Fig. 5: Lap-neurons and event-specific representations.

a A CSCG was trained on observations from four laps around a square maze similar to²¹. The training sequence consisted of one start state, followed by four repetitions of the sequence 1 → 2 → 3, .., 12, and then a goal/reward state at the end. It learned to predict the laps perfectly, including the reward at the end of the fourth lap, and planning to get the reward returned the correct sequence of actions. b Clone activations (see color map) for the four different laps. Rows correspond to clones. The activations show that there are different clones that are maximally active for different laps, but the other clones are partially active at their corresponding locations, similar to the neurophysiological observations in²¹ regarding event-specific-representations. c Place cell traces from²¹, included with permission. d The event-specific representations persist even when the maze is elongated by repeating the observations along the corridor. The CSCG is not trained on the elongated maze. e Visualization of the circuit learned by the CSCG including the transition graph, connections from the observations, and activation sequences for laps 1 and 2. The CSCG learned one clone per lap for each position.
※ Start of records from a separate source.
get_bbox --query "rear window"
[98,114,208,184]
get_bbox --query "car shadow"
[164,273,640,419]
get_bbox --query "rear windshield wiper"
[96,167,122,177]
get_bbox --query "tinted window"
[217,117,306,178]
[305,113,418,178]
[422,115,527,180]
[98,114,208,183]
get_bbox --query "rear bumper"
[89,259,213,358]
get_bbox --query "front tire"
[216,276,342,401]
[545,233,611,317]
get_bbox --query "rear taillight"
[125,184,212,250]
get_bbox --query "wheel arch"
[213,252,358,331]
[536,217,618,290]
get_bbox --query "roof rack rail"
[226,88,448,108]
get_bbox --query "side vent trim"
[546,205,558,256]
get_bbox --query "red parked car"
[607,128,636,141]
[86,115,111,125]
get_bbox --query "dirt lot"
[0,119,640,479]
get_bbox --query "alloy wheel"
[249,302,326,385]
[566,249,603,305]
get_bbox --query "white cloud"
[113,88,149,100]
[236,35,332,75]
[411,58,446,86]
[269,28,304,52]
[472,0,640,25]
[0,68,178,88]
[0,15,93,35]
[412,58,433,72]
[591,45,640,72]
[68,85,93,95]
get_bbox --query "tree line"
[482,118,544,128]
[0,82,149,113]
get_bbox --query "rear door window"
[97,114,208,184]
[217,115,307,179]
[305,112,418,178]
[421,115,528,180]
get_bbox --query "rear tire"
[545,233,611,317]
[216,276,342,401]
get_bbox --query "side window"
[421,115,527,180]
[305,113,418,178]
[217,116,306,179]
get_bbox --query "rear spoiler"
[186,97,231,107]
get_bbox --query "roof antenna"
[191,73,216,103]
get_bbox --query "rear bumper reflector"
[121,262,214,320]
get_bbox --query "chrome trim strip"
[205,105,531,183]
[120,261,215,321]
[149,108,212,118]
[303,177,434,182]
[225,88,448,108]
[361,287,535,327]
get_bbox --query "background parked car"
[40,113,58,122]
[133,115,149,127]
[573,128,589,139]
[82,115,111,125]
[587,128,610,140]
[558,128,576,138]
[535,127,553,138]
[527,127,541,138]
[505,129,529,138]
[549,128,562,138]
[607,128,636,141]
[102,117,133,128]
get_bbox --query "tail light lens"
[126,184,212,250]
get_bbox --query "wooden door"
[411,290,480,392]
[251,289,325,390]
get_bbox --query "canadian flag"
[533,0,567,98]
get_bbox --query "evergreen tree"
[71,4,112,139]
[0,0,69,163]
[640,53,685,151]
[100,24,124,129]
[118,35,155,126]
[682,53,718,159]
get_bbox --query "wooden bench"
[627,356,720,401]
Smoothing in the CSCG explains why other clones of other laps are partially active. Each row shows how the clone activations transition from observation 1 (left) to observation 12 (right) for the corresponding lap. The active observations are colored in correspondence with a, and clone activations are graded in intensity with darker shades being stronger. Overall the visualizations show the circuit dynamics that give rise to the activity traces in b.